Friday, 18 November 2016

Ready for my close-up

If you don't mind my asking, when did you last take a photograph of yourself? In other words, when was your latest selfie? I asked myself that question earlier this week and struggled to come up with an answer. After a few minutes' thought I reckoned that the last time I took a photograph of myself was last August, i.e. August 2015, i.e. (if a further 'i.e.' is allowed) 15 months ago.

That realization produced two near-simultaneous responses in me:

1. I couldn't believe it.
2. I could believe it.

Of course, I realise that we take selfies all the time: it's now second nature to point the camera at oneself and capture a pose. I realise also that I am of the generation that has come to mobile technology 'second-hand', as it were, having lived my teenage and early adult years at a time when mobile phones and even digital cameras did not exist. But now that smartphones are available to all and that 66% (and rising) of UK adults own one, my 15-month selfie no-show feels somehow odd. I can't quite believe that I don't do what so many people readily do. What don't I get about this everyday ritual? 

But, then, perhaps I do believe it, after all. I am, by preference, a strong introvert and so tend not to feel drawn to putting myself 'out there' online or in group chats. Also, I spent the formative years of my life in the era when taking photos happened at 18th birthday parties or weddings or, perhaps, on Christmas Day. When I was a teenager, if someone came along to a party with a camera, it became something of a talking-point. Now, if someone comes along without one, it's weird. As a result, I never developed (pre-digital-photography joke, there!) the mindset that taking a photo on the spur of the moment is something that I would do.
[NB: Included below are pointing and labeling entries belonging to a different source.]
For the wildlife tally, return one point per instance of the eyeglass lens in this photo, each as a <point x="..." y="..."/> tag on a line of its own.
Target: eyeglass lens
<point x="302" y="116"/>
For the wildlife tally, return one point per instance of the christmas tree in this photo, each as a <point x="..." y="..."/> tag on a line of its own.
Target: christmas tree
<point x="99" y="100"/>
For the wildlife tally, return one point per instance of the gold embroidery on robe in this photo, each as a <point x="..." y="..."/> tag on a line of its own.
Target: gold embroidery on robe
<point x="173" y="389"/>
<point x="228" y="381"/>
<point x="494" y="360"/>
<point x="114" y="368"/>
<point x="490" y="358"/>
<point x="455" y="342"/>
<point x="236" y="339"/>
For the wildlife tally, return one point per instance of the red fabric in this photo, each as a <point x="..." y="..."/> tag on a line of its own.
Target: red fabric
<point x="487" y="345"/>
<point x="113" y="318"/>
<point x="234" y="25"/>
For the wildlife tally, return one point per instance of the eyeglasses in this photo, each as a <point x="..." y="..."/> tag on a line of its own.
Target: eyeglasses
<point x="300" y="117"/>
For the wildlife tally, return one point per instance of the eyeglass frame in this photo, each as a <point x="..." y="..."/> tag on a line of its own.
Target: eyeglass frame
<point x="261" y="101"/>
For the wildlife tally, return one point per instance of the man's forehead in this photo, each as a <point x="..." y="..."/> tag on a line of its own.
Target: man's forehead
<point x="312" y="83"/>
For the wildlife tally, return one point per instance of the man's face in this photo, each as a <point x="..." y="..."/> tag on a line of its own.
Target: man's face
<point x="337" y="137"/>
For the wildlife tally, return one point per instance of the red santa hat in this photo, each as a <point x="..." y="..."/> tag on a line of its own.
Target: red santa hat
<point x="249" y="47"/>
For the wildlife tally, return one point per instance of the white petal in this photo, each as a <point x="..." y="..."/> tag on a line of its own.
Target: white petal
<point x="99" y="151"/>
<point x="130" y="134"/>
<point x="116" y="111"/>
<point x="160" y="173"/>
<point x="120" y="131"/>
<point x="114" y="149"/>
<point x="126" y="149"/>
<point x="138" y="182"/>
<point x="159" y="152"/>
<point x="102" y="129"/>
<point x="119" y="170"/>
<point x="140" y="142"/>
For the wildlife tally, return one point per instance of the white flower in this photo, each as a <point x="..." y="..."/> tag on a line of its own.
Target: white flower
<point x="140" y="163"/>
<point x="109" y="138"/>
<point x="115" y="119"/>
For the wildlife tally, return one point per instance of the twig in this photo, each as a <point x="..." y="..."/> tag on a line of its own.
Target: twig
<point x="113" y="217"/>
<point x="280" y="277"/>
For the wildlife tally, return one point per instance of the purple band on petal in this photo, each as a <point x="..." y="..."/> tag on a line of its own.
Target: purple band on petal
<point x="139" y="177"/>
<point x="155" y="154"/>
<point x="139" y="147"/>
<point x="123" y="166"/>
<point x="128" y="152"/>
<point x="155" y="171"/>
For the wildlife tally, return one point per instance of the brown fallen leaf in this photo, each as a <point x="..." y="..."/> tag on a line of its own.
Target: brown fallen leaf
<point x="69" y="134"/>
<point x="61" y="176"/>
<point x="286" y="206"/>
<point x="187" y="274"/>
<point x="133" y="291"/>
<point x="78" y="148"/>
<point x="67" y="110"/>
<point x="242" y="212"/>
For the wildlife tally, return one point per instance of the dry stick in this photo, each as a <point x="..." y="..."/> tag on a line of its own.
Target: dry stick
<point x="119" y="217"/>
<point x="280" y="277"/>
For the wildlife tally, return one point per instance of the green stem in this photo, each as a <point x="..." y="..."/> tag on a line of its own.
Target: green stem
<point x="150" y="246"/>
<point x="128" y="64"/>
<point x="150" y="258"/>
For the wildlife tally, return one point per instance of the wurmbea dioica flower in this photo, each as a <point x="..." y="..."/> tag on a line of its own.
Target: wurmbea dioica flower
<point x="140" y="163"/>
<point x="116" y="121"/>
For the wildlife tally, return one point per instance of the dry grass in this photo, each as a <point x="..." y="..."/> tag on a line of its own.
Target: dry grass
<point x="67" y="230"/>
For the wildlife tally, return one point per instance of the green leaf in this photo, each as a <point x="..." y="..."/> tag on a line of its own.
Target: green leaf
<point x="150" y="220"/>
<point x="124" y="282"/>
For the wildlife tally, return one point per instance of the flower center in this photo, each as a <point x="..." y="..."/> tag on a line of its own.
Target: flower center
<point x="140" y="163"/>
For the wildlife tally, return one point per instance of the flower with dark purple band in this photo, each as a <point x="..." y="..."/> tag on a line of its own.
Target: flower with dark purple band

And I do worry that I'm missing out, I really do. I don't have a smartphone full of snaps of my family and friends. And I worry that I'm the only one of my peers that doesn't. Will I regret this in five years' time? What about in ten years' time? Twenty years? And what about when it's all too late?

To end, I should own up to the fact that I don't actually have a smartphone. I did, once, for about eight months, but I found it overwhelming. I spent ridiculous amounts of time downloading apps which didn't quite live up to the hype, or occasionally taking photos which never saw the light of day. It all just felt like too much hard work. And so one day, when the battery ran out, I just didn't plug it into the charger. And I replaced it with a phone which cost me £9.99 and had no camera.

And that selfie I took 15 months ago? Well, I actually took it on an old Polaroid camera, and it was a picture of only my feet, as I walked through an ancient forest in Devon. Why I felt drawn to capture that moment, I'm not quite sure. Perhaps it was to prove, as perhaps all our selfies are, that on a particular day and at a particular time, I was here.